En ce sens d’ailleurs, on peut remarquer que ce n’est pas la fonction like à proprement parler qui poserait problème ou qui aurait contribué à endommager la communication entre les gens mais bien plutôt le compte de ces likes. Le fait de compter les likes a gamifié l’expérience au point d’oblitérer le sens et les enjeux du dialogue. Et dans le même temps, plusieurs chercheurs ont noté que le web et le like avaient renforcé cette tendance à se rapprocher, précisément, des audiences dont on sait qu’elles likeront nos posts. Nous enfermant donc dans des milieux homogènes, proches de nous. C’est ce que la recherche appelle des bulles épistémiques (des structures épistémiques sociales relativement homogènes, et les chambres d’écho sont des bulles épistémiques combinées avec une méfiance systématique envers les outsiders).
On devra, en tout cas, s’interroger sur ce que serait un Internet sans like. Un Internet où toute prise de parole, prise de position, production de message, serait moins facilement évaluable. La production de contenu ne viserait plus des métriques mais plutôt à se rapprocher de la justesse d’un message. Évidemment, le like n’est pas seul responsable des maux du Web mais on peut le voir comme un symbole fort de cet univers numérique où tout est devenu métrique, où chaque intervention est instantanément évaluée non pas selon sa pertinence mais selon l’engagement qu’elle suscite. Engagement qui a rarement à voir avec le message ou même l’émetteur mais avec son capital social. Abattre le like apparaitrait comme une démarche salutaire, sans doute pas salvatrice, comme une première étape vers une pacification du dialogue à l’heure du numérique.
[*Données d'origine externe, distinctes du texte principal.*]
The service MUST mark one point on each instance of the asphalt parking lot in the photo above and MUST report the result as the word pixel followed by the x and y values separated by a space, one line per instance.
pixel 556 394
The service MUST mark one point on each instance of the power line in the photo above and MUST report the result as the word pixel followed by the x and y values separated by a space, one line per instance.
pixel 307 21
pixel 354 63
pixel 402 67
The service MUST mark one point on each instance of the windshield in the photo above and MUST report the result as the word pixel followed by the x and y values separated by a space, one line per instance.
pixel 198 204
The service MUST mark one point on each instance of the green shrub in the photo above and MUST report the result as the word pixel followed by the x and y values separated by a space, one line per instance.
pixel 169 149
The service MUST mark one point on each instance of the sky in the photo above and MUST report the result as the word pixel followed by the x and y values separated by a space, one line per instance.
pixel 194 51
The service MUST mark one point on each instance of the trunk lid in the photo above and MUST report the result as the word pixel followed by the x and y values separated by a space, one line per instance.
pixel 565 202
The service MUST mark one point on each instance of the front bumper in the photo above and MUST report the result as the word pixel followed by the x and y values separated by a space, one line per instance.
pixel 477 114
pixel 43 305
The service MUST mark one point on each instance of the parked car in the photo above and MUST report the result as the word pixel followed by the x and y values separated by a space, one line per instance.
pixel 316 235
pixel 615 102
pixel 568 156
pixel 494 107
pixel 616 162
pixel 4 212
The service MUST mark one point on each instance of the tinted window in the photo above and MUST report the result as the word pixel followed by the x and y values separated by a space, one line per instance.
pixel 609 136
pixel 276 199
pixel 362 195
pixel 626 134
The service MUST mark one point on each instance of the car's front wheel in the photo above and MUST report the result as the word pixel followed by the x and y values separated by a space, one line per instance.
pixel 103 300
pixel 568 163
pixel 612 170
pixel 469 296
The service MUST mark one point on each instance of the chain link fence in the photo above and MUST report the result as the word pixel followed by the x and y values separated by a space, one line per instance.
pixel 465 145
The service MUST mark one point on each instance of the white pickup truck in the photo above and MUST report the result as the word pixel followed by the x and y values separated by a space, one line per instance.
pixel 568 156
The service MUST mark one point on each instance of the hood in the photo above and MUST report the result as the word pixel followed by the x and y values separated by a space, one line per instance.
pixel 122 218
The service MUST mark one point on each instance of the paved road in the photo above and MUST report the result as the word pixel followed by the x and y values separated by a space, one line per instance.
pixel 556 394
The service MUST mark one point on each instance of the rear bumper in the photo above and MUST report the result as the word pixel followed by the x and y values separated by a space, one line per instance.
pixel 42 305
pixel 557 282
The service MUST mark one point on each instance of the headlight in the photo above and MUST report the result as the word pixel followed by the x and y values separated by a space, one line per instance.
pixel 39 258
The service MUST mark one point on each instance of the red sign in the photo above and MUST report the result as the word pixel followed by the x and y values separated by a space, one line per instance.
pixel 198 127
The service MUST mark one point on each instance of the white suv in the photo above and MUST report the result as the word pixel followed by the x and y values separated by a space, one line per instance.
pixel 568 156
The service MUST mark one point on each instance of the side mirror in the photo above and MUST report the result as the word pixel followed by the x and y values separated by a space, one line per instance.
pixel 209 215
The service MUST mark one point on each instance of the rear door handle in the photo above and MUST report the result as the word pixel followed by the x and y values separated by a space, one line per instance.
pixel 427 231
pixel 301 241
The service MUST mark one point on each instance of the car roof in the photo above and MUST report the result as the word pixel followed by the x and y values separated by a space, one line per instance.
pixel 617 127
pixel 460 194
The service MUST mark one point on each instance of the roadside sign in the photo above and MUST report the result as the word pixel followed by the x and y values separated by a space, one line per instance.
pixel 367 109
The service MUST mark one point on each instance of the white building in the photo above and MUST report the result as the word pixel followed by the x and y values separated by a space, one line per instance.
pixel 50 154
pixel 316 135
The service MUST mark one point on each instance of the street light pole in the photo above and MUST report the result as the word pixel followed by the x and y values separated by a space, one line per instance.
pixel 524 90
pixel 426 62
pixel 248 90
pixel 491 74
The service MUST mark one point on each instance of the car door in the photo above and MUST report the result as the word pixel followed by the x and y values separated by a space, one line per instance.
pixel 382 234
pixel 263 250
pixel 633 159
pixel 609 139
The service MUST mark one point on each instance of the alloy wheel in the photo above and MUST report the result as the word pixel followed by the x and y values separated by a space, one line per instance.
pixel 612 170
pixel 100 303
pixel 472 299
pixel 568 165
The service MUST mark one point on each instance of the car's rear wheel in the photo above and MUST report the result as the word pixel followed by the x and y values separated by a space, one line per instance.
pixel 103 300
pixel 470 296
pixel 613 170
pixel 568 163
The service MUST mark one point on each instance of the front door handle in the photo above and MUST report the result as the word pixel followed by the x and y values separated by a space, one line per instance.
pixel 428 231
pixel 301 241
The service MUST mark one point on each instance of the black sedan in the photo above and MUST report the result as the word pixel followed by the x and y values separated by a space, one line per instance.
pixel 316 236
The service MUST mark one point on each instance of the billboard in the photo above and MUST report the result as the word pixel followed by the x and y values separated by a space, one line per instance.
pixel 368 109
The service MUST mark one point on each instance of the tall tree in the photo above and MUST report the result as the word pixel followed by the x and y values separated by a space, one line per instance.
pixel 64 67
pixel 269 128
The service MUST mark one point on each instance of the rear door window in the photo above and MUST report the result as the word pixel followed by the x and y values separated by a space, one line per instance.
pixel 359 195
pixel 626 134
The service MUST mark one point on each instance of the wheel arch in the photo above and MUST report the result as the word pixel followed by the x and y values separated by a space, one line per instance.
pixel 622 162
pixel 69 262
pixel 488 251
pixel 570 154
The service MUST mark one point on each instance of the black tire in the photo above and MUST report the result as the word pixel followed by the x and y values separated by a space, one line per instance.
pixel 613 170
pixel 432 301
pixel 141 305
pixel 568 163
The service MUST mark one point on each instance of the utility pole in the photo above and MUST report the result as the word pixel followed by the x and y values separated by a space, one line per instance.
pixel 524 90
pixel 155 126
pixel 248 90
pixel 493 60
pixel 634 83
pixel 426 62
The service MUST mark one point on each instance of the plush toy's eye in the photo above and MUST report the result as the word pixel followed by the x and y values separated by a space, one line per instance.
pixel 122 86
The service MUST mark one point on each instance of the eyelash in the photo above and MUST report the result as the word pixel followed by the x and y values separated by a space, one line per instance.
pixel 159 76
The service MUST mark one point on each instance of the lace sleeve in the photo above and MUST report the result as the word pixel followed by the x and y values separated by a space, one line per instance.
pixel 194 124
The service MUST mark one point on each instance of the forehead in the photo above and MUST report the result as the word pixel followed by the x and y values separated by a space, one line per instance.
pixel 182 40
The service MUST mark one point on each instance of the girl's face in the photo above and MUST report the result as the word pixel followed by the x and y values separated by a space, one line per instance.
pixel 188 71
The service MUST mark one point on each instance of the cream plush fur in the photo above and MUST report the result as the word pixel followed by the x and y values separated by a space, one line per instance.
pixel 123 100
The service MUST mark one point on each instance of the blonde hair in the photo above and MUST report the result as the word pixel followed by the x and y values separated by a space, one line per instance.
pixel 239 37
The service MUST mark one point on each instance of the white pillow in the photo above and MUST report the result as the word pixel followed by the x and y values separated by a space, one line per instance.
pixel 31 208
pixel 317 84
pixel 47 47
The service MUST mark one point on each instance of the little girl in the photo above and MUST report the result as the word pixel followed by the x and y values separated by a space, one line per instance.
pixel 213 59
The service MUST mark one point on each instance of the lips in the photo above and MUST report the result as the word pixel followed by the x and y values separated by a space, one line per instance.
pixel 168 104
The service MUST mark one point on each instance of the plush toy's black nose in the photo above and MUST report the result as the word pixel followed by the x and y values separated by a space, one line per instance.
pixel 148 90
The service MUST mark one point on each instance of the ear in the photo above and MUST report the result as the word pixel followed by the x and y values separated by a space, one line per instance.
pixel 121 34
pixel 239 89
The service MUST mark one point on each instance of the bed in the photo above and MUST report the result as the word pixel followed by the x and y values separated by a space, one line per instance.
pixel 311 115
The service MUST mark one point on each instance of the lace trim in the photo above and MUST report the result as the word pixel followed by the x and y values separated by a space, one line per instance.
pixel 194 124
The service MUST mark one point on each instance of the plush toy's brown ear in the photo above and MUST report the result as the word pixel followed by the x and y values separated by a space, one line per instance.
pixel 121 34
Un symbole du web d’aujourd’hui
Le bouton « J’aime » de Facebook est enfin un exemple de graphe de connaissance. Chaque fois qu’un utilisateur clique sur le bouton « J’aime », il crée une relation entre son profil et l’objet qu’il aime (une publication, une page, etc.). Cette relation peut ensuite être utilisée pour recommander d’autres contenus à l’utilisateur, pour afficher des publicités ciblées ou pour analyser les tendances sociales. C’est notamment ce que soulève Harry Halpin, universitaire américain et spécialiste en philosophie du Web, dans son essai The hidden history of the like Button. L’auteur rappelle que les graphes de connaissance sont actuellement sous le contrôle des entreprises. Cela signifie que ces entreprises ont un accès exclusif à une grande quantité de données sur nos comportements et nos préférences. L’auteur craint que cela puisse mener à une forme de surveillance et de contrôle social.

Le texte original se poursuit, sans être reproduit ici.